The real story is the quick chargers
Many in the media lately have been writing about the recent announcement by a Nissan Japan corporate VP that there are more electric car charging stations in Japan than there are gas stations. It’s not much of a stretch to then move on to say that there are more 120 volt outlets in America than gas stations so electric cars win. Let’s take a closer look at the statement though.
Joji Tagawa, Vice President, Investor Relations said that there are 40,000 charge stations including those in private residences, while there are roughly 34,000 gas stations. Each gas station offers multiple pumps though, while only some electric car charging stations offer multiple units. Also, the private residence charge stations aren’t generally available to the public. Of more importance though, which many have missed, is that there will be nearly 3,000 quick charge stations in Japan by the end of March, 2015, almost 6,000 globally, up from just hundreds in 2011 when the LEAF was launched.
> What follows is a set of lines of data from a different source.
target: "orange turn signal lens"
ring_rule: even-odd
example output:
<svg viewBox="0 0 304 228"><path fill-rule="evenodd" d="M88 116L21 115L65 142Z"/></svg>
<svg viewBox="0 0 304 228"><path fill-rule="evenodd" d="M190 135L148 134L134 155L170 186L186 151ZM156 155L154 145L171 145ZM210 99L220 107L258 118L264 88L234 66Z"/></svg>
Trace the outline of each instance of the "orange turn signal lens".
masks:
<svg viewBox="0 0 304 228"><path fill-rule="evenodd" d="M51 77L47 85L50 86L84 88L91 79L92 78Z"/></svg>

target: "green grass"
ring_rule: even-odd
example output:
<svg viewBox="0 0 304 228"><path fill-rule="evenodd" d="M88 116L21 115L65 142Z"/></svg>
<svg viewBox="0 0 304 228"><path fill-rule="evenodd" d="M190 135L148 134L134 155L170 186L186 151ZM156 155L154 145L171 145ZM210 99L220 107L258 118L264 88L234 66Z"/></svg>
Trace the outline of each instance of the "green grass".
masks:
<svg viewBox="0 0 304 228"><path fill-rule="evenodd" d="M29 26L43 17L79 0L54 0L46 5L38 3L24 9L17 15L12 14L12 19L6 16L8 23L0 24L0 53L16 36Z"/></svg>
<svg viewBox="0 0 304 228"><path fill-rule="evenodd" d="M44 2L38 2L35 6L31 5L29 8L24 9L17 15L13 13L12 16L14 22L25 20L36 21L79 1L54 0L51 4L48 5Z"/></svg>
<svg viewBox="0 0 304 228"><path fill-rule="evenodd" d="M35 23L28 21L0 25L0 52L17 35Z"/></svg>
Below is a look at the quick charge picture in Japan, courtesy of plugshare.com.
In fact, there are so many quick chargers there, let me show you the image without the chargers so you can see how big the actual country is. Many of the smaller islands also offer DC quick chargers allowing travel around pretty much the entire country by electric car.
Now let’s take a look at what this same quick charge picture looks like here in the states:
It seems pretty clear that the need for all of those 240 volt stations in Japan is dramatically reduced if you have enough DC quick charge stations to support your travel needs. In the west and in the east we seem to be moving in the right direction, but we have a long way to go in the middle of the country. The US map does not include Tesla Superchargers as the Model S is the only vehicle that can use them, but it does include CHAdeMO and SAE Combo units. Japan has nearly 3,000 quick chargers. We have less than 1,000 in the US.
Why do all of these quick chargers matter? It’s the rare trip that is over 400 miles a day. Once we get affordable 200 mile electric cars, that trip can be taken with a meal break (who wants to spend 400 miles behind the wheel anyway?)